Theorem: A triangle ABC with the incenter I has its Schiffler point at the point of concurrence of the Euler lines of the four triangles BCI, CAI, ABI, and ABC. Schiffler's theorem states that these four lines all meet at a single point.
The statement of the theorem : Question : I want to find a demonstration and process this result without using the idea of circle or perpendicularity. I have been trying for a few days to find a similar demonstration of this result, possibly using barycentric calculus. I only managed to discover some results that could take out the idea of bisectors and replaced the bisector with reports (Angle bisector theorem) and a result that describes the line of Euler with the help of parallels. Specifically, I really want to prove this result using only concepts of parallelism and segment reports.

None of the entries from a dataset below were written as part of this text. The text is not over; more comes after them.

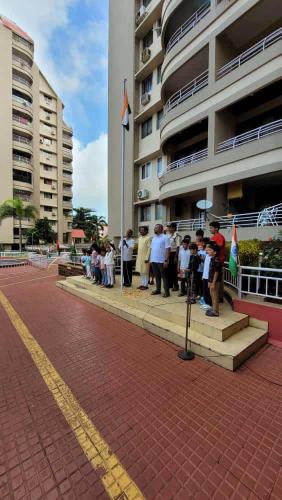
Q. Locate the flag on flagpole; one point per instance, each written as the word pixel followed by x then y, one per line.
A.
pixel 125 110
pixel 233 259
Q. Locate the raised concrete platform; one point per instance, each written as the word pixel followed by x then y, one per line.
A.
pixel 227 341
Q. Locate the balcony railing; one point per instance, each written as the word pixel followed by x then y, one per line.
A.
pixel 270 216
pixel 249 53
pixel 21 40
pixel 23 159
pixel 184 162
pixel 22 62
pixel 187 91
pixel 252 135
pixel 22 120
pixel 20 138
pixel 188 25
pixel 19 79
pixel 23 101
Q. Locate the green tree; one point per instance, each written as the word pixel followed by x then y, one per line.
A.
pixel 16 208
pixel 86 219
pixel 42 231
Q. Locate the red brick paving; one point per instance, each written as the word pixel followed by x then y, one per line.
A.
pixel 182 430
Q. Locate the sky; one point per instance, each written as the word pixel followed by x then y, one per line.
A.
pixel 70 38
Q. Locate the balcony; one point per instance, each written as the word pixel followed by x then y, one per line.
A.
pixel 67 153
pixel 187 160
pixel 248 54
pixel 187 91
pixel 189 24
pixel 252 135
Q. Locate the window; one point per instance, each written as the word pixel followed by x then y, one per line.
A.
pixel 147 84
pixel 22 176
pixel 146 128
pixel 146 171
pixel 47 99
pixel 159 74
pixel 148 40
pixel 158 211
pixel 145 213
pixel 159 166
pixel 160 115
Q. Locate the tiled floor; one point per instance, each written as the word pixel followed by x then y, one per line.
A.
pixel 181 430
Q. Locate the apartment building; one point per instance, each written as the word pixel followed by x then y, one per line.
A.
pixel 204 82
pixel 35 142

Help theorem : Let P be any point int he plane whatsoever. Let $L_A$ be the line through the vertex A that is parallel to the line through PP and the midpoint A′ of the opposite side BC. Let the lines $L_B$ and $L_C$ be constructed similarly. Then, the three line LA, LB and LC have a point Q in common, the points G,P and Q lie on the line, and $GQ=2PG$. The more accurate question is: How can I prove the result of the 'theorem' Schiffler Point with the help of the theorem mentioned above or using other results, but only using the concept of parallelism and ratios (exactly in the affine space)?